I'm encountering a discrepancy between the memory utilization reported by nvidia-smi and what PyTorch is reporting when using GPU memory. For example, the following code snippet will print 2MB:
tensor = torch.randn(256, 256, device='cuda', dtype=torch.float16)
snapshot = torch.cuda.memory._snapshot()
total_size = snapshot['segments'][0]["total_size"] / 1024 / 1024
print(total_size,"MiB")
Which is expected, since according to torch documentation,the smallest memory chunk that torch requests is 2MiB
However, when checking nvidia-smi:
+-----------------------------------------------------------------------------+
| NVIDIA-SMI 525.125.06 Driver Version: 525.125.06 CUDA Version: 12.0 |
|-------------------------------+----------------------+----------------------+
| GPU Name Persistence-M| Bus-Id Disp.A | Volatile Uncorr.

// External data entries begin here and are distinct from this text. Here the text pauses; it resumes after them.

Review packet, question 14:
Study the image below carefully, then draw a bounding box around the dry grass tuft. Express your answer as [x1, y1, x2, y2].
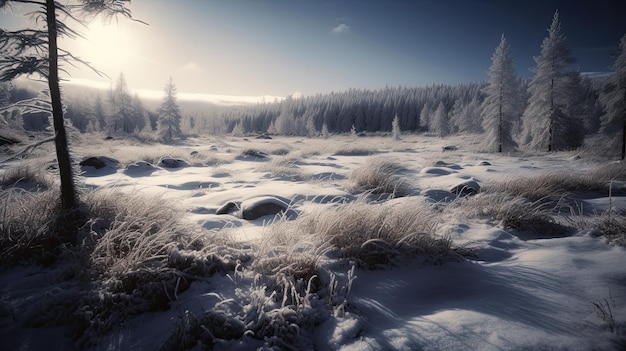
[345, 158, 412, 197]
[482, 172, 606, 202]
[260, 198, 459, 269]
[0, 188, 60, 265]
[0, 161, 55, 190]
[257, 157, 305, 180]
[455, 192, 572, 236]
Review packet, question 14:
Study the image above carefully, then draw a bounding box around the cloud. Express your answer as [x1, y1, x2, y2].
[180, 62, 205, 73]
[332, 23, 350, 34]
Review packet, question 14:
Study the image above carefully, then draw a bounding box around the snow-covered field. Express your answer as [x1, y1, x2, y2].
[1, 134, 625, 350]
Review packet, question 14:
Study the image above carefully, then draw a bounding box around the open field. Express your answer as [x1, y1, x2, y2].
[1, 133, 625, 350]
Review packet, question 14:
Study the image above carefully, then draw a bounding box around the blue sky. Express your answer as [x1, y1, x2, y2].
[1, 0, 625, 101]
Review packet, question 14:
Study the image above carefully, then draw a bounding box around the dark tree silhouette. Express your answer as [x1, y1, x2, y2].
[0, 0, 135, 212]
[600, 34, 626, 160]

ECC |
| Fan Temp Perf Pwr:Usage/Cap| Memory-Usage | GPU-Util Compute M. |
| | | MIG M. |
|===============================+======================+======================|
| 0 NVIDIA GeForce ... Off | 00000000:41:00.0 Off | Off |
| 0% 34C P8 14W / 450W | 391MiB / 24564MiB | 0% Default |
| | | N/A |
It appears that 391 MiB have been already used. Where is this mismatch coming from?